While it is true that loss of trust and confidence is a just cause for termination, it must not be simulated or concocted but must be supported by substantial evidence. In termination cases, the burden of proof of a just and valid cause for dismissing the employee rests upon the employer, and the latter’s failure to do so inevitably results in a finding that the dismissal is unjustified. 14 Private respondent had risen from the ranks — from a mere "bodegero" in 1963 to manager of Materials Department which position he held until his arbitrary dismissal in 1983 — an enviable feat indeed considering that his educational background was minimal. He relied solely on his unswerving loyalty to the company and dedication to his work to climb the often tortuous and perilous corporate ladder. He was the recipient of numerous awards, commendations and promotions from BENGUET which he had served for two (2) decades. In his entire service to the company he was never implicated in any irregularity or anomaly; on the contrary, his colleagues had consistently recognized his excellent performance. To be dismissed with precipitate haste and uncorroborated imputations is an act of serious ingratitude to a man who had spent the most productive years of his life in the pursuit of the company’s goals.

Private respondent was illegally dismissed in 1983, i.e., prior to the effectivity of RA 6715 on 21 March 1989. Therefore, in consonance with the Mercury Drug rule, 15 which was the doctrine applicable prior to RA 6715, the award of back wages shall be limited to three (3) years from the date of termination. Again while reinstatement is a relief mandated in illegal dismissal, the same cannot be awarded in instances where it is no longer feasible as in this case where private respondent is already over-aged. Therefore, separation pay in lieu of reinstatement may be awarded.

WHEREFORE, the assailed Decision of public respondent National Labor Relations Commission ordering petitioner Benguet Corporation to pay private respondent Felizardo A. Guianan back wages in the amount of P540,000.00 or the equivalent of his three (3)-year salary and separation pay in the amount of P300,000.00 or the equivalent of his twenty (20) months salary computed at one month salary for every year of service, is AFFIRMED.

SO ORDERED.chanrobles virtual lawlibrary

Mendoza, Quisumbing, Buena and De Leon, Jr., JJ., concur.

Endnotes:



1. Petition for Certiorari under Rule 65 of the Revised Rules of Court.

2. Annex "B," Position Paper dated 12 January 1989 submitted by Benguet Corporation to the Labor Arbiter; Original Records, NOR B-23-A, p. 114.

3. Rollo, pp. 31-54.

4. NLRC Decision dated 27 February 1985; Rollo, pp. 55-70.

5. Five J. Taxi v.
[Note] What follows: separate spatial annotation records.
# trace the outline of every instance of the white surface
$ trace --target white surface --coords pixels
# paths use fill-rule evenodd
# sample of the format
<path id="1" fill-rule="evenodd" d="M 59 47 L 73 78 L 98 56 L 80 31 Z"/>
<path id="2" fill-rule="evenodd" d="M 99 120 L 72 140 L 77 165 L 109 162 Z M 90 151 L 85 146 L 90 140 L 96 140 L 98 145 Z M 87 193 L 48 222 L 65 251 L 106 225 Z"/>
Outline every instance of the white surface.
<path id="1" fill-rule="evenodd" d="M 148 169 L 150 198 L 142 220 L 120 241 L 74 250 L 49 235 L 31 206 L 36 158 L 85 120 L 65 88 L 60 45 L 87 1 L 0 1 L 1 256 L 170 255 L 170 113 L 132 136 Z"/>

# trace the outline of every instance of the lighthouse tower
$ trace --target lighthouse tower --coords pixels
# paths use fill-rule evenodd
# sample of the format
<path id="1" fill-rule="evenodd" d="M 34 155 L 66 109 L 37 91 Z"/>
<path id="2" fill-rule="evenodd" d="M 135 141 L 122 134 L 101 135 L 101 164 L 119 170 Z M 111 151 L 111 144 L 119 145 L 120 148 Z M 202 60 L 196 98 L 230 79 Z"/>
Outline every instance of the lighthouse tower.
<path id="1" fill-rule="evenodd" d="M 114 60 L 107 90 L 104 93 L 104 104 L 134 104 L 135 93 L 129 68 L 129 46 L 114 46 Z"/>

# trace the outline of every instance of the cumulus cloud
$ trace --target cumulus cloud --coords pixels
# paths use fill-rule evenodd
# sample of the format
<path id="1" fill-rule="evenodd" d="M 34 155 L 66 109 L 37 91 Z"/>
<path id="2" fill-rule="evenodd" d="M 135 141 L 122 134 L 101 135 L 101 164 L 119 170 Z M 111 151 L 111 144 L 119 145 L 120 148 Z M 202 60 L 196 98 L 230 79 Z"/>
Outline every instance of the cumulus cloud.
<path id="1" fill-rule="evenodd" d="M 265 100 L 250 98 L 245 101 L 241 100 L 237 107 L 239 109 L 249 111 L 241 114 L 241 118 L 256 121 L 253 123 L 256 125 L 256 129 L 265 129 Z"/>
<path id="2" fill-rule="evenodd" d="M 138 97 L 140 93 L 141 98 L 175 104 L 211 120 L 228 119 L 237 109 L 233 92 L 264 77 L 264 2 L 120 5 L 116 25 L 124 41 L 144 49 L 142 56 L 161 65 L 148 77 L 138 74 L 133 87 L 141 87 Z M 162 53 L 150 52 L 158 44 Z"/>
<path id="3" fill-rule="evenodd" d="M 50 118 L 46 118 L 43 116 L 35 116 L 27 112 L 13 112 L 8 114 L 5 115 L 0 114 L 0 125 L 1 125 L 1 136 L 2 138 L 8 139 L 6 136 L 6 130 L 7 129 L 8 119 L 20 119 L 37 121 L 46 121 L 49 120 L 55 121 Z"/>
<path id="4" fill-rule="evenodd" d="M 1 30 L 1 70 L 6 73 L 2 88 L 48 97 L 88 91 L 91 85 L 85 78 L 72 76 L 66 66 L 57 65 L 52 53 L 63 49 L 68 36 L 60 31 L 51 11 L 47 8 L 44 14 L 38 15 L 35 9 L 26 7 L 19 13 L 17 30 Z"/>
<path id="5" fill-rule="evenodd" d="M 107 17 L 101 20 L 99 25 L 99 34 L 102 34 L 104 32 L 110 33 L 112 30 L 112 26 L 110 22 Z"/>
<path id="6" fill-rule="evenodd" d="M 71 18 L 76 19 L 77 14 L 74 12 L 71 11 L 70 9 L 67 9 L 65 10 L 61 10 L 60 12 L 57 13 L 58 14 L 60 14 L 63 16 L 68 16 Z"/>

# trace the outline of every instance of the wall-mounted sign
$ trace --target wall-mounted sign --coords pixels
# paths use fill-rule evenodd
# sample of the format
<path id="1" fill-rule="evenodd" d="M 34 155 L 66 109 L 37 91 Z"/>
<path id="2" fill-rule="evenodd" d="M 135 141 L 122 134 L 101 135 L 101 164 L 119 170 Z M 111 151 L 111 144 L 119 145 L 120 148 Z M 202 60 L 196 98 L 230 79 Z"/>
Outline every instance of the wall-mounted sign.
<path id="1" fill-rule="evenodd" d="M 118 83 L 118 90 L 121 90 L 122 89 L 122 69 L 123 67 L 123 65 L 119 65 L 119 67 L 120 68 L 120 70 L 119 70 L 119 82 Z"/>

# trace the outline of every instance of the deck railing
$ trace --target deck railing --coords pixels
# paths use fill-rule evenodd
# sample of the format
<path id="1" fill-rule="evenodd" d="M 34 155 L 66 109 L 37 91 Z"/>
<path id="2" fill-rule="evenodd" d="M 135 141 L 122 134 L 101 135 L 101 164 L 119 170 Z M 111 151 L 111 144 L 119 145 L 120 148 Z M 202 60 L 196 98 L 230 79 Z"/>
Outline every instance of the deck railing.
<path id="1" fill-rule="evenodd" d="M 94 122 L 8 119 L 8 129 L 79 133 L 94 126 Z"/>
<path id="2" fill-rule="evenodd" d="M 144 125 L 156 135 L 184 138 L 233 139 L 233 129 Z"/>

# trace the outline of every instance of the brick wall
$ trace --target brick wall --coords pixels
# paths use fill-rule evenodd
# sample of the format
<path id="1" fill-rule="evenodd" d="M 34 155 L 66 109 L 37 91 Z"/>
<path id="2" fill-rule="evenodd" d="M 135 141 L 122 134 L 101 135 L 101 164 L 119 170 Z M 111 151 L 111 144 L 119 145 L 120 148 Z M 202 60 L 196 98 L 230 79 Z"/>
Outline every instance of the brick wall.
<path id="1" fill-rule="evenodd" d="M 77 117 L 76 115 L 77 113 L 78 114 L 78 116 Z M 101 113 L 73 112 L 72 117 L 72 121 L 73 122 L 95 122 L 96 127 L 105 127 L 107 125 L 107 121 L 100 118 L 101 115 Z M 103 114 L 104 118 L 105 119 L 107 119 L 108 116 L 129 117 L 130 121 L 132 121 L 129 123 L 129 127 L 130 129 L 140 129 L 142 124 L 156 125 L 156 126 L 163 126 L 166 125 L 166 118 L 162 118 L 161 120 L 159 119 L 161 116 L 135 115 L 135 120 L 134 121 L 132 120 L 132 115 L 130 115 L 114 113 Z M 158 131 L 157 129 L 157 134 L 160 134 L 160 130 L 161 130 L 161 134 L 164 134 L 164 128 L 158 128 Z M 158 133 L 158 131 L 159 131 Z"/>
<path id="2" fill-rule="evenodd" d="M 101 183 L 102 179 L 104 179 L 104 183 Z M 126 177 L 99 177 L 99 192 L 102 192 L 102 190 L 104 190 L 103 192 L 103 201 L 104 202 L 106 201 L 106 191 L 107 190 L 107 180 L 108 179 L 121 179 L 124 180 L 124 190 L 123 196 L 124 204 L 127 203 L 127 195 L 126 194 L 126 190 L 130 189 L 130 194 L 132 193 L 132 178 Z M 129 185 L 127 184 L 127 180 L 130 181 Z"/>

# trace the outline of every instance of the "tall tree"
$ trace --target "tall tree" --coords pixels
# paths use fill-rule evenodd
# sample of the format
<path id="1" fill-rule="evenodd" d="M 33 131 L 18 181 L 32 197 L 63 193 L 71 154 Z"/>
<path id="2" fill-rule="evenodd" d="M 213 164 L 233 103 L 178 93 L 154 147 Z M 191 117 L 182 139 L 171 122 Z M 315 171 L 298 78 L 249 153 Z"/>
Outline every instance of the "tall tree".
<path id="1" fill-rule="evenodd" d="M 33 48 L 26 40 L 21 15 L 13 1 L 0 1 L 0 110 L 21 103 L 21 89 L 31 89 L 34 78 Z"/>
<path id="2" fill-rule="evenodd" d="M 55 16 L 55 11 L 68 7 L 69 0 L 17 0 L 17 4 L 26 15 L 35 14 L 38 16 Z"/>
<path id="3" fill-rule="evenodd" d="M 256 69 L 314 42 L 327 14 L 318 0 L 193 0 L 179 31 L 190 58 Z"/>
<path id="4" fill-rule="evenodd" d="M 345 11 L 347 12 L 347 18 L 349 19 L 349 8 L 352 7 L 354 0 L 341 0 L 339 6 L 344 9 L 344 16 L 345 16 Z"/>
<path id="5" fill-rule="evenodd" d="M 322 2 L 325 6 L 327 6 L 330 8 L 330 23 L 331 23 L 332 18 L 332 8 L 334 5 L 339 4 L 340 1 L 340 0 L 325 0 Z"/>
NLRC, G.R. No. 111474, 22 August 1994, 235 SCRA 556.

6. Rollo, p. 37.

7. Annex D, Petitioner’s Position Paper; Original Records (NOR B-23-A), p. 125.

8. Rollo, p. 168.

9. Samar II Electric Cooperative, Inc. v. NLRC, G.R. No. 116692, 21 March 1997, 270 SCRA 290.

10. Rollo, p. 4.

11. Decision by Labor Arbiter Ricardo Nora, 30 July 1992.

12. Rollo, pp. 212-213.

13. See Note 12, pp. 13-14.

14. Trendline Employees Association-Southern Philippines Federation of Labor v. NLRC, G.R. No. 112923, 5 May 1997, 272 SCRA 172.

15. Bustamante v. NLRC, G. R. No. 111651, 28 November 1996, 265 SCRA 68. Under PD 442, it became mandatory to award back wages to illegally dismissed regular employees. This law specifically declared that the award of back wages was to be computed from the time the compensation was withheld from the employee up to the time of his reinstatement. This notwithstanding, the rule generally applied by the Court after the promulgation of the Mercury Drug case, and during the effectivity of PD 442, was still the Mercury Drug rule. In sum, during the effectivity of PD 442, the Court enforced the Mercury Drug rule and in effect qualified the provision under PD 442 by limiting the award of back wages to three (3) years. See Mercury Drug v. CIR, No. L-23357, 30 April 1974, 56 SCRA 694.